Земная история, как и истории других цивилизаций, свидетельствовала, что всякий последующий этап развития короче предыдущего. То было не просто обобщение горстки уже известных фактов. В сущности, прогресс — это ответная, не единственная, но самая перспективная реакция жизни на изменение условий существования. Чем обширней и глубже перемены, тем больше возникает новых проблем и тем изощрённей должен становиться разум, иначе проблемы, оставаясь нерешёнными, усугубляются, что ведёт к гибели. Но всякий шаг цивилизации, в свою очередь, вызывает перемены, которые с ростом её могущества оказываются все стремительней и обширней. Так, самовозбуждаясь, она наращивает свой бег и все туже закручивает спираль своего развития.
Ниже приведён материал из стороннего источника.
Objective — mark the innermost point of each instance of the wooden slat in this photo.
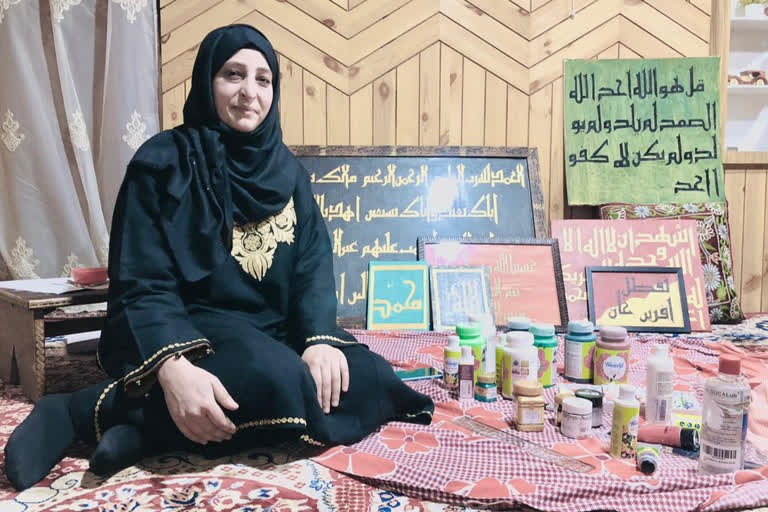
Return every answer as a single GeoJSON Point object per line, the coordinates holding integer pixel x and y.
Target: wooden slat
{"type": "Point", "coordinates": [704, 5]}
{"type": "Point", "coordinates": [486, 28]}
{"type": "Point", "coordinates": [315, 107]}
{"type": "Point", "coordinates": [720, 44]}
{"type": "Point", "coordinates": [658, 25]}
{"type": "Point", "coordinates": [407, 103]}
{"type": "Point", "coordinates": [173, 103]}
{"type": "Point", "coordinates": [517, 118]}
{"type": "Point", "coordinates": [609, 53]}
{"type": "Point", "coordinates": [495, 110]}
{"type": "Point", "coordinates": [593, 18]}
{"type": "Point", "coordinates": [483, 53]}
{"type": "Point", "coordinates": [291, 101]}
{"type": "Point", "coordinates": [361, 117]}
{"type": "Point", "coordinates": [645, 43]}
{"type": "Point", "coordinates": [473, 105]}
{"type": "Point", "coordinates": [557, 162]}
{"type": "Point", "coordinates": [539, 136]}
{"type": "Point", "coordinates": [628, 53]}
{"type": "Point", "coordinates": [451, 84]}
{"type": "Point", "coordinates": [429, 96]}
{"type": "Point", "coordinates": [348, 23]}
{"type": "Point", "coordinates": [338, 117]}
{"type": "Point", "coordinates": [385, 109]}
{"type": "Point", "coordinates": [593, 43]}
{"type": "Point", "coordinates": [734, 193]}
{"type": "Point", "coordinates": [407, 99]}
{"type": "Point", "coordinates": [754, 231]}
{"type": "Point", "coordinates": [685, 14]}
{"type": "Point", "coordinates": [179, 13]}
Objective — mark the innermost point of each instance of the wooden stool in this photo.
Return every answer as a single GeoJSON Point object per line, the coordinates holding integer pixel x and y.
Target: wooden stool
{"type": "Point", "coordinates": [22, 335]}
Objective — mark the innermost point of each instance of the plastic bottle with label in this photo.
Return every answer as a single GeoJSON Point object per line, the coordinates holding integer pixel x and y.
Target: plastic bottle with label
{"type": "Point", "coordinates": [660, 382]}
{"type": "Point", "coordinates": [546, 342]}
{"type": "Point", "coordinates": [451, 356]}
{"type": "Point", "coordinates": [520, 361]}
{"type": "Point", "coordinates": [612, 356]}
{"type": "Point", "coordinates": [580, 351]}
{"type": "Point", "coordinates": [724, 419]}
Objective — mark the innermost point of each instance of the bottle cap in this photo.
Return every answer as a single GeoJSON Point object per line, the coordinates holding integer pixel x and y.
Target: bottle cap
{"type": "Point", "coordinates": [575, 405]}
{"type": "Point", "coordinates": [613, 333]}
{"type": "Point", "coordinates": [543, 330]}
{"type": "Point", "coordinates": [517, 339]}
{"type": "Point", "coordinates": [469, 330]}
{"type": "Point", "coordinates": [527, 387]}
{"type": "Point", "coordinates": [689, 439]}
{"type": "Point", "coordinates": [593, 395]}
{"type": "Point", "coordinates": [730, 365]}
{"type": "Point", "coordinates": [486, 378]}
{"type": "Point", "coordinates": [518, 323]}
{"type": "Point", "coordinates": [580, 327]}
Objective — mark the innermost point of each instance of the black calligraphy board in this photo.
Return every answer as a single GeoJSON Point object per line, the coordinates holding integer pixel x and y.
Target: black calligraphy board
{"type": "Point", "coordinates": [377, 200]}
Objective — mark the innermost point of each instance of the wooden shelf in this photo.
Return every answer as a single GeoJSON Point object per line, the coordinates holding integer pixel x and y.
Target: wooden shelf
{"type": "Point", "coordinates": [739, 90]}
{"type": "Point", "coordinates": [750, 23]}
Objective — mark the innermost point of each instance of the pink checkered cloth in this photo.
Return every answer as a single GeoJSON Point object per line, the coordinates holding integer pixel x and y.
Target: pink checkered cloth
{"type": "Point", "coordinates": [444, 462]}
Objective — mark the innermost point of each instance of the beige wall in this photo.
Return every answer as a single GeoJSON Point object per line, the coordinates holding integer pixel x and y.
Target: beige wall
{"type": "Point", "coordinates": [460, 72]}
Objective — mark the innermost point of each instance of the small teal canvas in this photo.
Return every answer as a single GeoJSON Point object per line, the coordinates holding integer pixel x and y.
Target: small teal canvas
{"type": "Point", "coordinates": [398, 295]}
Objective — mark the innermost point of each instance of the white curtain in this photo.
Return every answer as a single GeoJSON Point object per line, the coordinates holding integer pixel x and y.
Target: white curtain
{"type": "Point", "coordinates": [78, 96]}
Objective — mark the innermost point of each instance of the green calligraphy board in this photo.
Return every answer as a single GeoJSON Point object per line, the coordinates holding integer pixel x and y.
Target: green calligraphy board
{"type": "Point", "coordinates": [643, 131]}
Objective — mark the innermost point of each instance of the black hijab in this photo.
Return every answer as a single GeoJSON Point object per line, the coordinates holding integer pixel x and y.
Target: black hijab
{"type": "Point", "coordinates": [226, 176]}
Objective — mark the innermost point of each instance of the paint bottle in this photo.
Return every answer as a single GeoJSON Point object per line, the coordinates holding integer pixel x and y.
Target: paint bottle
{"type": "Point", "coordinates": [471, 335]}
{"type": "Point", "coordinates": [648, 457]}
{"type": "Point", "coordinates": [626, 420]}
{"type": "Point", "coordinates": [579, 351]}
{"type": "Point", "coordinates": [577, 418]}
{"type": "Point", "coordinates": [567, 393]}
{"type": "Point", "coordinates": [660, 383]}
{"type": "Point", "coordinates": [596, 398]}
{"type": "Point", "coordinates": [724, 419]}
{"type": "Point", "coordinates": [520, 361]}
{"type": "Point", "coordinates": [451, 356]}
{"type": "Point", "coordinates": [612, 356]}
{"type": "Point", "coordinates": [485, 389]}
{"type": "Point", "coordinates": [546, 343]}
{"type": "Point", "coordinates": [530, 406]}
{"type": "Point", "coordinates": [466, 373]}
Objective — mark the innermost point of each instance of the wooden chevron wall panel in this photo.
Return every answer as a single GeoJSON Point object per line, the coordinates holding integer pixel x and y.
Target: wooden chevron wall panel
{"type": "Point", "coordinates": [450, 72]}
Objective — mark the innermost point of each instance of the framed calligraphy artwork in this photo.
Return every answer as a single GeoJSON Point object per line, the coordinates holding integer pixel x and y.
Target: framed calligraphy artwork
{"type": "Point", "coordinates": [632, 243]}
{"type": "Point", "coordinates": [398, 295]}
{"type": "Point", "coordinates": [456, 292]}
{"type": "Point", "coordinates": [642, 299]}
{"type": "Point", "coordinates": [376, 201]}
{"type": "Point", "coordinates": [643, 131]}
{"type": "Point", "coordinates": [525, 274]}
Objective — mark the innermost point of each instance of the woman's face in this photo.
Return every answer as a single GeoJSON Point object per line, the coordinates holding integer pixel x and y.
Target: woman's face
{"type": "Point", "coordinates": [242, 90]}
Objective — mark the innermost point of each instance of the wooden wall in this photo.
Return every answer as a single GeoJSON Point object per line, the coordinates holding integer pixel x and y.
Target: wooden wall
{"type": "Point", "coordinates": [459, 72]}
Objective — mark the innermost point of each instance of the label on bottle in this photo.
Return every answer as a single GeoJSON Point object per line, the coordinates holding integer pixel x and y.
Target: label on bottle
{"type": "Point", "coordinates": [579, 360]}
{"type": "Point", "coordinates": [723, 428]}
{"type": "Point", "coordinates": [611, 366]}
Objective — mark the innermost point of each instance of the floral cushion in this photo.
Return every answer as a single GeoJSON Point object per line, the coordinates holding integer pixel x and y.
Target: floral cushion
{"type": "Point", "coordinates": [714, 241]}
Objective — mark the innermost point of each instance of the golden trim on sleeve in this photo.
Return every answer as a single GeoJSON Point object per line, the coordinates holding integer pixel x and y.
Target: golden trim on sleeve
{"type": "Point", "coordinates": [273, 421]}
{"type": "Point", "coordinates": [329, 338]}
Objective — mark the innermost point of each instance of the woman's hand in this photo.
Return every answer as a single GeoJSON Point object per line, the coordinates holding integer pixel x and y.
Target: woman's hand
{"type": "Point", "coordinates": [328, 367]}
{"type": "Point", "coordinates": [193, 396]}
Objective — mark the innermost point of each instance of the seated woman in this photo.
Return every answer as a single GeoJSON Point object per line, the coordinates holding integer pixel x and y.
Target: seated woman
{"type": "Point", "coordinates": [221, 325]}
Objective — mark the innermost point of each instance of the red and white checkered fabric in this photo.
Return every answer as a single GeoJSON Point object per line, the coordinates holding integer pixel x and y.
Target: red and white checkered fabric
{"type": "Point", "coordinates": [443, 462]}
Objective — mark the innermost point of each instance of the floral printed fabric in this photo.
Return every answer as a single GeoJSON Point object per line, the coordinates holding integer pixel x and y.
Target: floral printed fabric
{"type": "Point", "coordinates": [714, 243]}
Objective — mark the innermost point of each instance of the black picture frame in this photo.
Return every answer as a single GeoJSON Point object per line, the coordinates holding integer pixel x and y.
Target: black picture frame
{"type": "Point", "coordinates": [633, 327]}
{"type": "Point", "coordinates": [561, 324]}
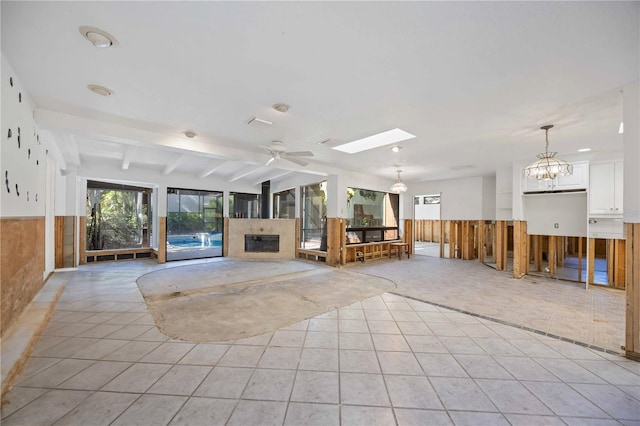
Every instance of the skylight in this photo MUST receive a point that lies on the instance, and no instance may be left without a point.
(375, 141)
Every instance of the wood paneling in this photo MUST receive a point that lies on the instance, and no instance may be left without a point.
(65, 237)
(632, 335)
(21, 266)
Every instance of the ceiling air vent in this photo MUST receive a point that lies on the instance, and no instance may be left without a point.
(259, 122)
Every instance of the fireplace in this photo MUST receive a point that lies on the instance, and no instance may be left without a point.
(261, 243)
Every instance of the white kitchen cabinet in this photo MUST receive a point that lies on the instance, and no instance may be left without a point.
(605, 189)
(577, 181)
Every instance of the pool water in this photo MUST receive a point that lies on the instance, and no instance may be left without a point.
(195, 240)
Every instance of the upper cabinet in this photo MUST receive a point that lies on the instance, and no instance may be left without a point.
(605, 189)
(576, 181)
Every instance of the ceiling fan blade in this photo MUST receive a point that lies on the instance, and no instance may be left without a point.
(296, 161)
(267, 148)
(300, 154)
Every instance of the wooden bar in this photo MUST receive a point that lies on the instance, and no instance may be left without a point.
(620, 253)
(482, 246)
(552, 256)
(632, 310)
(82, 241)
(560, 251)
(298, 232)
(520, 255)
(591, 254)
(537, 255)
(333, 241)
(464, 237)
(580, 259)
(343, 240)
(408, 234)
(59, 241)
(501, 245)
(610, 261)
(162, 238)
(442, 233)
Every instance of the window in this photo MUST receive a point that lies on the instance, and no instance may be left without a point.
(371, 215)
(284, 204)
(314, 216)
(118, 216)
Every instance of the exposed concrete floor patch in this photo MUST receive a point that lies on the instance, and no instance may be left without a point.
(231, 300)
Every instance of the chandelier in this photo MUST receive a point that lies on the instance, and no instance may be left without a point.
(548, 167)
(398, 187)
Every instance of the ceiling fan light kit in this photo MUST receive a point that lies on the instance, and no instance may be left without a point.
(547, 167)
(277, 150)
(399, 186)
(280, 107)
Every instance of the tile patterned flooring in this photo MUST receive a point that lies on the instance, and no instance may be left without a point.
(383, 361)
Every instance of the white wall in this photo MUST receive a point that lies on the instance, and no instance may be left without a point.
(504, 193)
(426, 211)
(461, 198)
(631, 140)
(489, 197)
(23, 165)
(556, 214)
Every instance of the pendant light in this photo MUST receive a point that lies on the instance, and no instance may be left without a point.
(398, 187)
(548, 167)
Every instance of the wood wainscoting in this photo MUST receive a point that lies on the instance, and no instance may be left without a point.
(21, 265)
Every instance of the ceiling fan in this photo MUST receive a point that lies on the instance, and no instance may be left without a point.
(277, 151)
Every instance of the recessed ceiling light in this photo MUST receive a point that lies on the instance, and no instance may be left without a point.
(97, 37)
(283, 108)
(375, 141)
(100, 90)
(259, 122)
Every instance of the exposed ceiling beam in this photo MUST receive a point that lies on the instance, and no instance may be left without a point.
(127, 155)
(71, 146)
(211, 169)
(275, 174)
(173, 164)
(111, 128)
(246, 171)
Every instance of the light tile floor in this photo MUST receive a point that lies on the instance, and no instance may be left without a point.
(385, 360)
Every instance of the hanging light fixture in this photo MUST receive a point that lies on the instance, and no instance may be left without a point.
(398, 187)
(548, 167)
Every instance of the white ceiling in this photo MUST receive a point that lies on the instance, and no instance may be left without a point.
(473, 81)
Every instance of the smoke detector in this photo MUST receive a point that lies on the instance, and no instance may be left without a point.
(100, 90)
(99, 38)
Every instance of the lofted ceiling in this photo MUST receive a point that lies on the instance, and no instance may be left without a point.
(473, 81)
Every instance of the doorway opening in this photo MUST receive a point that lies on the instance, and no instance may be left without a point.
(194, 224)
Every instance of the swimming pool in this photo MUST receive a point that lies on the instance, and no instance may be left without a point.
(201, 239)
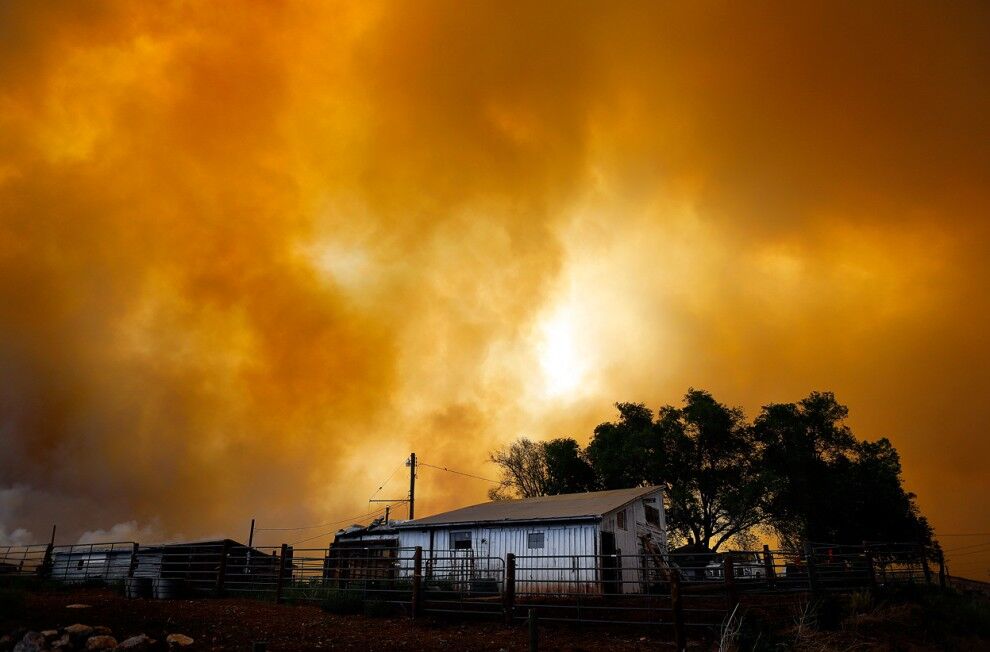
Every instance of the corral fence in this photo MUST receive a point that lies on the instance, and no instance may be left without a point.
(677, 590)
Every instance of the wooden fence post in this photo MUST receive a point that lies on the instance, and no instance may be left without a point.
(771, 570)
(417, 596)
(133, 565)
(923, 553)
(677, 607)
(509, 592)
(731, 594)
(280, 577)
(941, 568)
(809, 556)
(870, 568)
(45, 569)
(222, 567)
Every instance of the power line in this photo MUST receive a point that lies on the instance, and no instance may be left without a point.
(390, 476)
(469, 475)
(971, 552)
(972, 545)
(310, 527)
(378, 512)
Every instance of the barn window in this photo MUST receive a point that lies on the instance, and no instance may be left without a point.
(460, 540)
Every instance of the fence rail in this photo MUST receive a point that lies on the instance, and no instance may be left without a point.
(678, 590)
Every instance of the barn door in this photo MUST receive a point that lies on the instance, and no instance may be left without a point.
(609, 566)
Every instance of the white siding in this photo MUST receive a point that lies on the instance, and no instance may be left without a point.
(628, 542)
(565, 564)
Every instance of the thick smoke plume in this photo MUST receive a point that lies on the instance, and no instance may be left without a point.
(251, 256)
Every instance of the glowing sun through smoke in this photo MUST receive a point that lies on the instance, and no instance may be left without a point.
(562, 358)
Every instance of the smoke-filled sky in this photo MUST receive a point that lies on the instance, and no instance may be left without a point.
(252, 254)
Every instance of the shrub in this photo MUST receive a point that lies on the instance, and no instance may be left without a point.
(343, 602)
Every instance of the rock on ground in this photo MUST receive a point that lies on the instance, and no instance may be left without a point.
(79, 631)
(138, 643)
(32, 642)
(101, 642)
(178, 640)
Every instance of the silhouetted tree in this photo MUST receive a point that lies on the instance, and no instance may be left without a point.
(714, 489)
(797, 470)
(823, 485)
(531, 468)
(627, 452)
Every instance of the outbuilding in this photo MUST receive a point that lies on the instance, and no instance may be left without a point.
(592, 542)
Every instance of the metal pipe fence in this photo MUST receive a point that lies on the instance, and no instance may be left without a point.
(684, 591)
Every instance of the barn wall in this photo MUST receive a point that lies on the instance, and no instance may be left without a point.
(82, 566)
(565, 564)
(628, 541)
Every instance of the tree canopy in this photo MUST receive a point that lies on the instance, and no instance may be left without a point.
(797, 470)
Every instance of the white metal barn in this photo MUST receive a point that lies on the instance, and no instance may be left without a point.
(594, 542)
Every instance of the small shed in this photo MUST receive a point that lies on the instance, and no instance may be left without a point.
(592, 542)
(197, 564)
(87, 563)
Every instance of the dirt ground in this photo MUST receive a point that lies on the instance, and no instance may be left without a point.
(234, 624)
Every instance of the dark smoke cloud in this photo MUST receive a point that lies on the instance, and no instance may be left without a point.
(249, 258)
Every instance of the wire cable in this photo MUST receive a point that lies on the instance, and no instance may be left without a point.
(390, 476)
(469, 475)
(310, 527)
(326, 534)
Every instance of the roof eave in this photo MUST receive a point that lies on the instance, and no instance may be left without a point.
(412, 525)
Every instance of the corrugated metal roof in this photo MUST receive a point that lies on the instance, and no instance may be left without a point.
(564, 506)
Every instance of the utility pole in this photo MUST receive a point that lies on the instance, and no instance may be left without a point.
(412, 485)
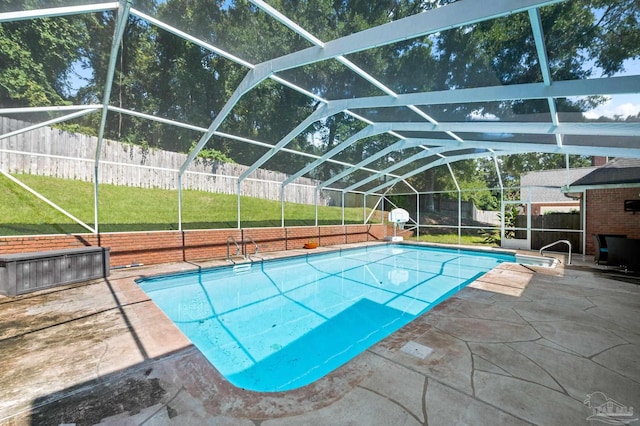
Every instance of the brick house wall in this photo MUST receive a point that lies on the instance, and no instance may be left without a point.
(174, 246)
(606, 215)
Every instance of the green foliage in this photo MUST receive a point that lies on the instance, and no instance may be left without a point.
(164, 75)
(137, 209)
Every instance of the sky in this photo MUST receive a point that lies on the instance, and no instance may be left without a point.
(620, 105)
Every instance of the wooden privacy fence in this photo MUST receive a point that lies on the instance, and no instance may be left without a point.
(560, 226)
(52, 152)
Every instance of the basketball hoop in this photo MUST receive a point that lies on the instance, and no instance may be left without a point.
(398, 217)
Археологические изыскания показали, что и на этой планете до поры до времени все шло как обычно. Но с появлением земледелия что-то застопорилось. Везде, в самых плодородных долинах, при самых благоприятных условиях почву обрабатывали, как и сотни тысяч лет назад, и нигде не было зачатков городской культуры. Они, судя по раскопкам, не раз возникали, но тут же гибли как отсечённые побеги.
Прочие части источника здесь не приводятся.